Can you follow this border without getting dizzy?

Aside from somehow managing to not come up with a majority of Asian Citizen Aged Voter Population in its District 1, containing the largely Korean-American Amerige Heights, one of the most remarkable things about the bar owners’ Map 8 (and it’s now updated version 8A, below) is the quirky little isthmus of territory that juts westward from its District 3, on the East side, into its District 2, to the West. Take a look at the map above.

The entire map is so gerrymandered to achieve the pointless goal of connecting all districts to Downtown Fullerton that one might easily miss the finer points of its corrupt design. One of these mildly subtle features is the inclusion of about half of a neighborhood just north of Rolling Hills Drive into the Cal State Fullerton eastern District 3. Why is there a curved line here, instead of a straight line that follows St. College Blvd. to the city’s border?

Berlin-Wall-in-Fullerton-copy

Like Fullerton’s own Berlin Wall, needlessly dividing a neighborhood.

With so many other eccentric boundaries lines in place in Map # 8A, one more might not seem out of place, unless one considers that Councilmember Greg Sebourn lives just above Rolling Hills Dr., just east of the line that cleaves his neighborhood in two. This curious residential division places his house in a different district than that of his fellow council member, Doug Chaffee, against whom he will have to run for city council once again in 2018, should they both decide to seek new terms in office. During the May 17 meeting of the Fullerton City Council, Mr. Chaffee even made light of the possibility that he and Mr. Sebourn might end up in the same elections district, joking that the two of them could just endorse one another. (Of course, it is entirely inappropriate, to say the least, for members of the city council to even bring up the subject of their own residences while considering which map to adopt for district elections, but more about that subject later…)

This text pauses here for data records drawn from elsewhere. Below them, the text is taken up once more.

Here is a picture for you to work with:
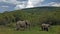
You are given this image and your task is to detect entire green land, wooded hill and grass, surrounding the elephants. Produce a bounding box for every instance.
[0,7,60,34]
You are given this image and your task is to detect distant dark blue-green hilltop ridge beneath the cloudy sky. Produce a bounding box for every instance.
[22,7,60,12]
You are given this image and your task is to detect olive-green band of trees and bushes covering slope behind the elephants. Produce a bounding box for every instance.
[0,8,60,26]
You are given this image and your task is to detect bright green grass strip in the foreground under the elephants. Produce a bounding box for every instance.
[0,26,60,34]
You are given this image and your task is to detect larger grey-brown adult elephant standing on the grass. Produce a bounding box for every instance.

Map # 8A won’t have either of them worrying, as It provides a cozy little niche that keeps Mr. Sebourn not only away from Mr. Chaffee’s district, but also separates him from anyone else in the vast and wealthy Golden Hills/Raymond Hills region, District 2 in this map, that has spawned so many other past and current members of the Fullerton City Council. This egregious example of gerrymandering is just one reason to vote against Map # 8A, which is being championed almost exclusively by bar owners, whose map would rob the residents of the greater downtown area of a collective voice by dividing their district five ways. Mr. Sebourn should stand up for residents of the city he represents, and not be tempted by the geographic morsel offered up for his support of what is easily the worst map up for consideration on June 7.